Twitterで「○○ママ」系のHN見るたびに、「 「藤原道綱母かよ!」って思う」ってツイートが秀逸で笑っちゃったんだけども、これって、なかなかに深い問題を孕んでいるようには思う。藤原道綱母(『蜻蛉日記』)にせよ、菅原孝標女(『更級日記』)にしろ、息子や父の名前しか残っていない。紫式部清少納言だって、通称だ。「古代や中世では、皇族でもない限り女性の本名は史料に残りにくいものだった」と聞けば、特段フェミニストでなくとも、現代の感覚では「なんかイヤだな、変だな」って感じる人は多いと思う。けれど一方で、現代でも自分を「○○ちゃんのママ」であると称し、「誰かのママ」として自己の存在を表明し満足している女性は少なくない。

私が「○○ママ」を苦手なのも、そういうところだ。「○○ママ」や、子どもの写真をアイコンにしている人は、「○○ママ(○○パパ)」ではない人(たとえば子どものいない人)の存在を始めから考慮していない気がする。「この世界“だけ”の住人です」という線がクッキリ引かれているというか。思いきり「サクちゃんママ」であるはずの私なのに、なぜか「私なんてお呼びでないのね…」なんて思っちゃう。好きな芸能人とか、アニメのキャラとかをアイコンにしているのはあまり気にならないのに、子どもの写真だと引いてしまうこの気持ちは、考察すれば確かな理由があると思うのだが、それはまあ、今は、おいとくとして。

まあ、「○○ママ」にとっては、幼子をもちながら、大河とかスポーツとかドラマとかうつつを抜かし、酔っぱらうまでお酒を飲んだりしてる私のような母親が、理解しがたい存在なのだろうな、とも思う。

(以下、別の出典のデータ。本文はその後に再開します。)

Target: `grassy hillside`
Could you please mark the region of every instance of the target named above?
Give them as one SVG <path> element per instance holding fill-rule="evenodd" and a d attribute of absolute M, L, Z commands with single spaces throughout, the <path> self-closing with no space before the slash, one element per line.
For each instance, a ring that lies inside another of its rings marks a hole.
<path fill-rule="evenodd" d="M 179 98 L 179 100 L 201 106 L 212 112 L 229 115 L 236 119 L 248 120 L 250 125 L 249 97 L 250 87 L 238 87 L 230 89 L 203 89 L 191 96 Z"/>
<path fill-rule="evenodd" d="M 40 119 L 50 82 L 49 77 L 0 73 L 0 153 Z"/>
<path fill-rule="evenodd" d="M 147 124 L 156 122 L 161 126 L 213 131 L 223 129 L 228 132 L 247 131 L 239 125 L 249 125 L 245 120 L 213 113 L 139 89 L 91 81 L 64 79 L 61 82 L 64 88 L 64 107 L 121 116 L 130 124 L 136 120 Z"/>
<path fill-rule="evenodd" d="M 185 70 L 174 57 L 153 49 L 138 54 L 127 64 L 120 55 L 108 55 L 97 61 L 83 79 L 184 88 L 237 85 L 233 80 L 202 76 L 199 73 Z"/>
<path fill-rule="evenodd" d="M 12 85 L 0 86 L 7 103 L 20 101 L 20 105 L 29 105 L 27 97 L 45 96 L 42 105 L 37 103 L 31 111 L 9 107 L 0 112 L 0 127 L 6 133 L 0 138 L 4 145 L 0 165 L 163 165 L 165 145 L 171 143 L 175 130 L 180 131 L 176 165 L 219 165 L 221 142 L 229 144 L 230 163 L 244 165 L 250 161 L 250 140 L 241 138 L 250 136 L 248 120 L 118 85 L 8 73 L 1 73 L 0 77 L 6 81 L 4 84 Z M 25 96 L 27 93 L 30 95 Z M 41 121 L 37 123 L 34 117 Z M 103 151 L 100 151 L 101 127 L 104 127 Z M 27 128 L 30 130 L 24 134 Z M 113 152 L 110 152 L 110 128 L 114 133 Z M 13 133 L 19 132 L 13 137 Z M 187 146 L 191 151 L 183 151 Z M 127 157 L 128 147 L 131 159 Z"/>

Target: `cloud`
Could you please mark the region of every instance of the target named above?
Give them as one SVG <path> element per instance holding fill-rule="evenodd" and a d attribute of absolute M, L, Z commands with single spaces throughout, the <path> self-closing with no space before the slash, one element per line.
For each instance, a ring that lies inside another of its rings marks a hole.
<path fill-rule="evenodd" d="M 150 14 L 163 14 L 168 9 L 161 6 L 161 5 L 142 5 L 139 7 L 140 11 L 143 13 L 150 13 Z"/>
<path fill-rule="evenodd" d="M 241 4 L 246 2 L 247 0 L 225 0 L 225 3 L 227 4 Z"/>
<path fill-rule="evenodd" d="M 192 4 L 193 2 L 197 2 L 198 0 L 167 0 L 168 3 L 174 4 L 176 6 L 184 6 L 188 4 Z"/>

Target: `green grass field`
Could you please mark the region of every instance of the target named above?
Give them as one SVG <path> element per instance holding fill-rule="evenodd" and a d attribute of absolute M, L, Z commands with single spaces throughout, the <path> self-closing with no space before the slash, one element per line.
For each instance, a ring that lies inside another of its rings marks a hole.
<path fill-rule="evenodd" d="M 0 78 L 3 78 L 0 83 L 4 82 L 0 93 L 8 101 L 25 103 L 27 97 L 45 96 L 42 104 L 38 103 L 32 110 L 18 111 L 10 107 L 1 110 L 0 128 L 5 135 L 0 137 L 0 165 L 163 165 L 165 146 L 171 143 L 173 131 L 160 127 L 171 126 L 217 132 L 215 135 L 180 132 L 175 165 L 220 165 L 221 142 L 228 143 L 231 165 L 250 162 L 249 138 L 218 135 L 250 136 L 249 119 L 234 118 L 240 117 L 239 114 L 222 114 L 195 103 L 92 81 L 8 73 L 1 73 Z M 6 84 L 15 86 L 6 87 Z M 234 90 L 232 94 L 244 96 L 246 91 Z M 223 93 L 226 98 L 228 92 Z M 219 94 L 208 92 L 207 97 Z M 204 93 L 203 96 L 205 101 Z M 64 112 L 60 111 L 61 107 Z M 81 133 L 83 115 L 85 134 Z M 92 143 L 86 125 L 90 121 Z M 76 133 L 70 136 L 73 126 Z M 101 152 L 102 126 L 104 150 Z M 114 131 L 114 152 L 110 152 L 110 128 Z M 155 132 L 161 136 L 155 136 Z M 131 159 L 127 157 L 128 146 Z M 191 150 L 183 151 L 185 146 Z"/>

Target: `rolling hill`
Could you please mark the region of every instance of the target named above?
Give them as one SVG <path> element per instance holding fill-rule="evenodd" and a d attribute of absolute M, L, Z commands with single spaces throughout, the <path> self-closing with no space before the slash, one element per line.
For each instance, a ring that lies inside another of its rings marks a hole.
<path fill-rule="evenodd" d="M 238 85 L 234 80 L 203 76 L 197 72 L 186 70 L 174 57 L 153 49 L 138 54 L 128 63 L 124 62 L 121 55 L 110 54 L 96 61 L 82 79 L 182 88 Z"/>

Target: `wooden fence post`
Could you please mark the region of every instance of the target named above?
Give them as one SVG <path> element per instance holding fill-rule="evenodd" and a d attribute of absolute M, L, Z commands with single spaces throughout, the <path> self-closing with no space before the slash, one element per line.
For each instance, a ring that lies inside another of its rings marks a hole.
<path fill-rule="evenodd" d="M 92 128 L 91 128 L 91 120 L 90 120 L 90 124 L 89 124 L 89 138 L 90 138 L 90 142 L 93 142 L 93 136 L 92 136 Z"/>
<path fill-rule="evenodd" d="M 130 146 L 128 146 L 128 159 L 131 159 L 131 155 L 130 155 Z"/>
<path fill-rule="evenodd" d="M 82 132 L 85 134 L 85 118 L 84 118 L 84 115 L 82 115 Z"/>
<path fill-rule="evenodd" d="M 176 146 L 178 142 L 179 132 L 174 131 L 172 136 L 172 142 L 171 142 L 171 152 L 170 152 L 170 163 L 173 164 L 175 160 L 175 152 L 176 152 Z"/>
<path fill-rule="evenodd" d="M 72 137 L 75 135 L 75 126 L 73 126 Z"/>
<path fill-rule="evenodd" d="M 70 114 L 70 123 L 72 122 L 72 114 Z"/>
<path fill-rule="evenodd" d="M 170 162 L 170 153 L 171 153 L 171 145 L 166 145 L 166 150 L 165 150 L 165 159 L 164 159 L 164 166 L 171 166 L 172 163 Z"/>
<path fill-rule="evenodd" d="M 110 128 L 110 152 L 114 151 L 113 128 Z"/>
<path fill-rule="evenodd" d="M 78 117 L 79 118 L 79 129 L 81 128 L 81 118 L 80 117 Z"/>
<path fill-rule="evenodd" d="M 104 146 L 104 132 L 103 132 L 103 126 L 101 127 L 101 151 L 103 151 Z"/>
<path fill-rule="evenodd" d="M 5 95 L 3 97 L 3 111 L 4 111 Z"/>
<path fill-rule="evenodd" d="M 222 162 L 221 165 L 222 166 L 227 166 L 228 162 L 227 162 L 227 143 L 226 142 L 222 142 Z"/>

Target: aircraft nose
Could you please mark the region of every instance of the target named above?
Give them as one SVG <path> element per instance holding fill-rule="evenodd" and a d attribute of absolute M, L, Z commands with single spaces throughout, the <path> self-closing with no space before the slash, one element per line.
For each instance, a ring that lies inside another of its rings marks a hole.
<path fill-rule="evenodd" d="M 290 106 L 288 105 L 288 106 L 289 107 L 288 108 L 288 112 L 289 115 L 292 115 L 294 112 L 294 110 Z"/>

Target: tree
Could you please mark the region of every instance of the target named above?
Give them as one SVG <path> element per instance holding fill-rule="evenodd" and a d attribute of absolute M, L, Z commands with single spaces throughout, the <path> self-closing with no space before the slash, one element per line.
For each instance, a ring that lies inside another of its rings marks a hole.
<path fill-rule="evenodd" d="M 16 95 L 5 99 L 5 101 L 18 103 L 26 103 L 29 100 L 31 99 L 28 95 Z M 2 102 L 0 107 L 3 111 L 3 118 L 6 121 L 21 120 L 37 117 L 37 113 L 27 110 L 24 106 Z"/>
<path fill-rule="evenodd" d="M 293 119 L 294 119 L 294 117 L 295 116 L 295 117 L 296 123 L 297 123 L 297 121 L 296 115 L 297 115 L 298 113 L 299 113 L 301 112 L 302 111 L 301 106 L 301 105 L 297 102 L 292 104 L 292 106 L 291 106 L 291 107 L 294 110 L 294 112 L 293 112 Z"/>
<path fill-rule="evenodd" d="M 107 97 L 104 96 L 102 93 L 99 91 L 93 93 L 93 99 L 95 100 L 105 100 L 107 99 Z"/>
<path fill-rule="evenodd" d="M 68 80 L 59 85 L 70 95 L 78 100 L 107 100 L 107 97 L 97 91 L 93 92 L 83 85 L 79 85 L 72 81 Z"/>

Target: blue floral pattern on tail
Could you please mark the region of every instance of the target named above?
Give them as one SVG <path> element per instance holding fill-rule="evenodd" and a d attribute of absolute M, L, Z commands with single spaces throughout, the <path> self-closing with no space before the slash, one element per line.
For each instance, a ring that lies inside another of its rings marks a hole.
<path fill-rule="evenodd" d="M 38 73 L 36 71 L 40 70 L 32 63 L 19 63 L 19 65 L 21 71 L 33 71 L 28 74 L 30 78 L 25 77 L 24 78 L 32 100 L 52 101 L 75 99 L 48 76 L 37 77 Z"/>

つまりお互い様なんだよな、と。

無理に苦手な人と親しく付き合う必要はない。私は博愛主義者でもなんでもない。でも、「○○ママ」なるものを忌避し、時には否定すらしたくなるこの心が、劣等感にせよ、劣等感の裏返しである優越感にせよ、とにかく「自分との差異を感じること」が源にあるのだろうと思うとき、世の中に多様性への寛容を求めることの難しさを思う。やっぱり、自分と違うものに対して、人(というか私のような小人物)は、そうそう寛容にはなれない。むしろナーバスになるものなのだ。

といっても、育児サークルみたいな場所に行くと、私とはかなり属性が違うなようなお母さん方とも別に抵抗なく話せるし、楽しいなあと思うんだよね。十何人もいれば、「○○ママ」なHNでブログやってる人も何人かはいるだろうし、同様に、大河オタクが一人ぐらい紛れ込んでても不思議はないよな、とも思う(笑)。実際に顔が見えて話もできれば、「○○ママ」という性質だって(大河オタという性質だって笑)、その人を構成する要素の一つでしかないんだな、と思えて、すがすがしい気持ちになる。

部活とか、バイト先とか、会社とか。思えば昔から、全然共通点のないようなバラッバラの人々がわらわらと集まって、ひとつところで活動している、という場所が、私は好きだった。そこではちょくちょく軋轢も起こるが、なんとなく、「しょーがねーな」って感じで共存しあっている、自分もまたその中にいる、という。同じクラスにいても絶対友だちにならないような人と、ふいに親しく話して、その素顔が覗けたり、あまりにも新鮮な視点が得られたりする。似たような人たちばかりが集まって、仲良く、ぬるくやっているのより、よっぽど面白いのだ。理念ではなく、ごく自然に、しかも具体的に多様性を肯定できる。

自分と違うから、否定したくなる。

自分と違うことが、面白いと思える。

両者の間に横たわるもの。前者は自分の家にいて窓から外の様子を見ている。後者は家からすっかり出てしまっている。そんな感じかな。外の空気が意外に心地よかったりするんだよね。風にあたりたい。